RT @RealRamonaW I'm going to unfold ow you. Don't make me do it—
Damon Lindelof (@DamonLindelof) February 28, 2013
Bieber's hat was in the lost ark of the covenant.
#FaceMelting
#Nazis
#DontLookAtItMarion—
Damon Lindelof (@DamonLindelof) February 28, 2013
This is Bieber's Hat's girlfriend. http://t.co/3vAUJvslr8—
Damon Lindelof (@DamonLindelof) February 28, 2013
Tweeting about Bieber's Hat is like unlimited breadsticks at The Olive Garden. I should stop, but I can't.

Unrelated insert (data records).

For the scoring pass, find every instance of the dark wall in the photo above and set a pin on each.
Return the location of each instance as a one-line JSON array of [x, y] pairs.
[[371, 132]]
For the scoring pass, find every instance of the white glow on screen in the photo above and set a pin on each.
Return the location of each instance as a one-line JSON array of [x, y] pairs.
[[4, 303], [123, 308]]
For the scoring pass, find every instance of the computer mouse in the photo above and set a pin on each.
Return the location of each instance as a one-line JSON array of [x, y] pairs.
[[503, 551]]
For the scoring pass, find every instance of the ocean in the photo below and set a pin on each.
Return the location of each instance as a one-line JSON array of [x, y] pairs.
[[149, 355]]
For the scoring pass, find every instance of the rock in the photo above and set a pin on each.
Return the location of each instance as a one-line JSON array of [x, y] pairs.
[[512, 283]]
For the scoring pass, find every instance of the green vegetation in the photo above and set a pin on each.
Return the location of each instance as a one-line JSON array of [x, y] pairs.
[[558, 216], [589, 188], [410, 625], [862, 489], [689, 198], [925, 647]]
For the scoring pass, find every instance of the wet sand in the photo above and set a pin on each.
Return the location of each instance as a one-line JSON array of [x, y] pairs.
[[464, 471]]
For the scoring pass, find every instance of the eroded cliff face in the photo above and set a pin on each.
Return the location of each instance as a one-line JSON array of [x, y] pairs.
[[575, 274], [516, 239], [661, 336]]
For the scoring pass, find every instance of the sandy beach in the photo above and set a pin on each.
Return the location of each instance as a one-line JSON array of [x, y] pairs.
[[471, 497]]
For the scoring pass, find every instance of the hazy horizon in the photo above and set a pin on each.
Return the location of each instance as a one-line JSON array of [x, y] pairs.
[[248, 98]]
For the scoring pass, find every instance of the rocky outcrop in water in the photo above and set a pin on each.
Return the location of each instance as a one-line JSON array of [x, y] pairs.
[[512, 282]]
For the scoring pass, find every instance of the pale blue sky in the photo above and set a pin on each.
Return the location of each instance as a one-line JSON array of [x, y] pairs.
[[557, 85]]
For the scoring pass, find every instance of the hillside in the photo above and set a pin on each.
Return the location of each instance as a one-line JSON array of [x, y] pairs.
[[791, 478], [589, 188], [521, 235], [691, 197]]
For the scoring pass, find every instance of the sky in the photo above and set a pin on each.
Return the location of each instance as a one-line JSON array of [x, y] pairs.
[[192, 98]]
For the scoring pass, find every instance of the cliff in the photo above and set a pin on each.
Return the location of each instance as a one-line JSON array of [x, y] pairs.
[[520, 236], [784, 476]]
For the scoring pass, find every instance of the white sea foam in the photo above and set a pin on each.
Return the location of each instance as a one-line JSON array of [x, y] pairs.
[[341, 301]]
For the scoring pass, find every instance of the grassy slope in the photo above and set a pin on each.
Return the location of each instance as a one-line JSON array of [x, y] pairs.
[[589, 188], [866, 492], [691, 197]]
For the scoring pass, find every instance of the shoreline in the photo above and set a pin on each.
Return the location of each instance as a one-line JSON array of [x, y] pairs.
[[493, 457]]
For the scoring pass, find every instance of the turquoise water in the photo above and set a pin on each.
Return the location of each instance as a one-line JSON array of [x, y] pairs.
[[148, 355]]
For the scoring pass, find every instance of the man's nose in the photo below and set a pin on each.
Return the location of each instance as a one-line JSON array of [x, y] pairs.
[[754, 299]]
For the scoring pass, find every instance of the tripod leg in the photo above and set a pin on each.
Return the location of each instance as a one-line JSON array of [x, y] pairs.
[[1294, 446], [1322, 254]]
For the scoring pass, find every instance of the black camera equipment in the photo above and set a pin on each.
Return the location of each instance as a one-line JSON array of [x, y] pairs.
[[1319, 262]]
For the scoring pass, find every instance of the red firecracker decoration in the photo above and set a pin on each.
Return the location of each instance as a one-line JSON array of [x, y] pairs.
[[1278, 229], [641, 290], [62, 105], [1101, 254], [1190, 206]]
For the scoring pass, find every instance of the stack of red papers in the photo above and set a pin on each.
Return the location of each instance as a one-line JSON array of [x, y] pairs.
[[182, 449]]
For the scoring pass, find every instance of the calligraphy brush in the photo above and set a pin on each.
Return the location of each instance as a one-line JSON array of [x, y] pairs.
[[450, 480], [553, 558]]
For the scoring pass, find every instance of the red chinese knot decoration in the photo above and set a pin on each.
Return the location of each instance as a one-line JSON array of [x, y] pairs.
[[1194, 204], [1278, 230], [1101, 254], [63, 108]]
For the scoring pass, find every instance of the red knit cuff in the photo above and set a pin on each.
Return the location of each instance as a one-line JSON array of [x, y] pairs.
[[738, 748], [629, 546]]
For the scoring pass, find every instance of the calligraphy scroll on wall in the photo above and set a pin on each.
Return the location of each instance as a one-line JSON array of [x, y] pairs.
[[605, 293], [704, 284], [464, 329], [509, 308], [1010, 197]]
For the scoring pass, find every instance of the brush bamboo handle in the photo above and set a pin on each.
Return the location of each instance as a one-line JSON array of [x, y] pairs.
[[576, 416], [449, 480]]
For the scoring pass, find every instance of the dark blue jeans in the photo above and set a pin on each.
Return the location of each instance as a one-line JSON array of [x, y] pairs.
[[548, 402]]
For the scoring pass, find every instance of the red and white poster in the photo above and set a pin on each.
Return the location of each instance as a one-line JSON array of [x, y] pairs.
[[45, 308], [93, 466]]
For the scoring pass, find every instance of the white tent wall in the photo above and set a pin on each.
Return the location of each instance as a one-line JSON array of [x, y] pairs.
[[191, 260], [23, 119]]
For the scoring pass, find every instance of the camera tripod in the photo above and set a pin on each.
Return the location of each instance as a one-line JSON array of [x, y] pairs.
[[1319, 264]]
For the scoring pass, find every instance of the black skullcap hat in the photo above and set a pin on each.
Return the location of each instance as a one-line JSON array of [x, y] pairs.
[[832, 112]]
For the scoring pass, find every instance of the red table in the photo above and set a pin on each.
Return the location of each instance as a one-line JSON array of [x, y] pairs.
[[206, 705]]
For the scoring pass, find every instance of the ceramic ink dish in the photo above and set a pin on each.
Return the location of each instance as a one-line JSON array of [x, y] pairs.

#SponsoredByTheOliveGarden—
Damon Lindelof (@DamonLindelof) February 28, 2013
Bieber's Hat died for your sins.—
Damon Lindelof (@DamonLindelof) February 28, 2013
You just made my night.
RT @AshleySpivey as douchey as the hat is, nothing will ever top the money sweatpants. lockerz.com/s/285441375—
Damon Lindelof (@DamonLindelof) February 28, 2013
Y u so MEAN? COL!!! (cry out loud)
RT @seilovebieber @DamonLindelof STFU !!!! Did anybody ask u your opinion on as to what Justin does ??—
Damon Lindelof (@DamonLindelof) February 28, 2013
Justin Bieber has yet to tweet a response, but did just tweet, “My birthday is tomorrow.” We’re guessing Lindelof isn’t getting him a present, despite the gift Bieber gave him.